Algorithms and Applications
Our Centre for Algorithms and Applications is concerned with the study of various kinds of algorithms – parameterised, exact, randomised, heuristic and approximate – for problems arising in graph and hypergraph theory, constraint satisfaction, combinatorial optimisation, and their numerous applications. Our current main focus is, from a theoretical perspective, in parameterised algorithms and computational complexity and, from the point of view of applications, in access control in information security.
We address a variety of different areas within Bioinformatics including gene prediction, Protein-DNA interactions, reconstructing Biological networks from transcriptomic data, and identifying markers in human serum using proteomic data. The method and techniques that we use include machine learning, statistical modelling and pattern-recognition techniques for solving problems in systems biology. Part of this research is done in Professor Paccanaro's lab and as part of the Centre for Systems and Synthetic Biology, which is joint with the Department of Biological Sciences.

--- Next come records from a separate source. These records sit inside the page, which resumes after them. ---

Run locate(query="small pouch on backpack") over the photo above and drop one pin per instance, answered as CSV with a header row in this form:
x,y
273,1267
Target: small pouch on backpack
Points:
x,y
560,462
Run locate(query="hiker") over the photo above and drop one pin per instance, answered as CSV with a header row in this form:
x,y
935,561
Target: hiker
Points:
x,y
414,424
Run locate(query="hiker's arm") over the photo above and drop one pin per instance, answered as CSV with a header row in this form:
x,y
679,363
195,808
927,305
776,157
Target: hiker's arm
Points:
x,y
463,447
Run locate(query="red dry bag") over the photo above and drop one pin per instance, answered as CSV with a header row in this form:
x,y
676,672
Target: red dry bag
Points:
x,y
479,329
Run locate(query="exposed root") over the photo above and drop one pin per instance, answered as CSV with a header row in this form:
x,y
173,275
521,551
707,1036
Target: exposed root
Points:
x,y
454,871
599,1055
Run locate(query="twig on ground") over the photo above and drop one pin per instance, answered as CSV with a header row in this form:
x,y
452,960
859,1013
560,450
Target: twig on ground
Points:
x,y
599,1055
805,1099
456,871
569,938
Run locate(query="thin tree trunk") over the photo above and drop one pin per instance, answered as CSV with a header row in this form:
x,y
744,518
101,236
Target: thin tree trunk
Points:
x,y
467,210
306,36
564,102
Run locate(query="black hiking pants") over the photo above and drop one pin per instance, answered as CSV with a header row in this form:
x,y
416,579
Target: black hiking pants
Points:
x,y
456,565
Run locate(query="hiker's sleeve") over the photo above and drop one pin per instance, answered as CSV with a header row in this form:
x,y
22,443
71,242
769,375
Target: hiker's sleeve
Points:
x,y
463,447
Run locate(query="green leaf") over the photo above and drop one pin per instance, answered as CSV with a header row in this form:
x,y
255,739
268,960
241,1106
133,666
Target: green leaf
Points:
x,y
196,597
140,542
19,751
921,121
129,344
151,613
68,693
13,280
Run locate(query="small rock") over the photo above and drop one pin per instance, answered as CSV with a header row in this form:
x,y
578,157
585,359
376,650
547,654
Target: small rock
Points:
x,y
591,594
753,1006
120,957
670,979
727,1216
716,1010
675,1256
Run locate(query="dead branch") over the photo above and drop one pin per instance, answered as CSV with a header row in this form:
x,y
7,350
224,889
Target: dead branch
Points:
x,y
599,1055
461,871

Distributed and Global Computing
Our Centre for Distributed and Global Computing was established in late 2012 and is researching a wide spectrum of topics spanning all aspects of theory and practice of distributed systems. The group's unique focus in on large-scale and dynamic distributed systems exemplified by the modern days clouds; resilience and security of IoT systems; formal modelling and analysis of cyber-physical systems with applications in security and medicine; cognitive and autonomous agent systems; and automated planning, scheduling and search control with applications in surveillance operations, disaster response missions, and space operations.
Our Computer Learning Research Centre, founded in 1998, is involved both in fundamental research and in commercial industrial applications in various fields of machine learning. The current research topics are universal prediction, Support-Vector method, probabilistic reasoning, the theory of Kolmogorov and predictive complexity, on-line prediction with expert advice, transductive inference, reinforcement learning, and computational finance.
Robust Inference in a Digital Economy
The Centre for Robust Inference in a Digital Economy was established in October 2016 as a joint research centre between the Departments of Computer Science and Economics. The main area of research is robust inference as the basis for robust decision-making in finance, economics, and other social sciences.
Software Language Engineering
Work in the Centre for Software Language Engineering includes traditional programming language design and implementation; Domain Specific Language development; reverse compilation; modular syntax and semantics; the interpretation of biological sequence data; the semi-automatic derivation of customised computer architectures for embedded systems; type theory; proof assistants; verification of infinite-state systems; and automatic assessment of the reliability and security of software.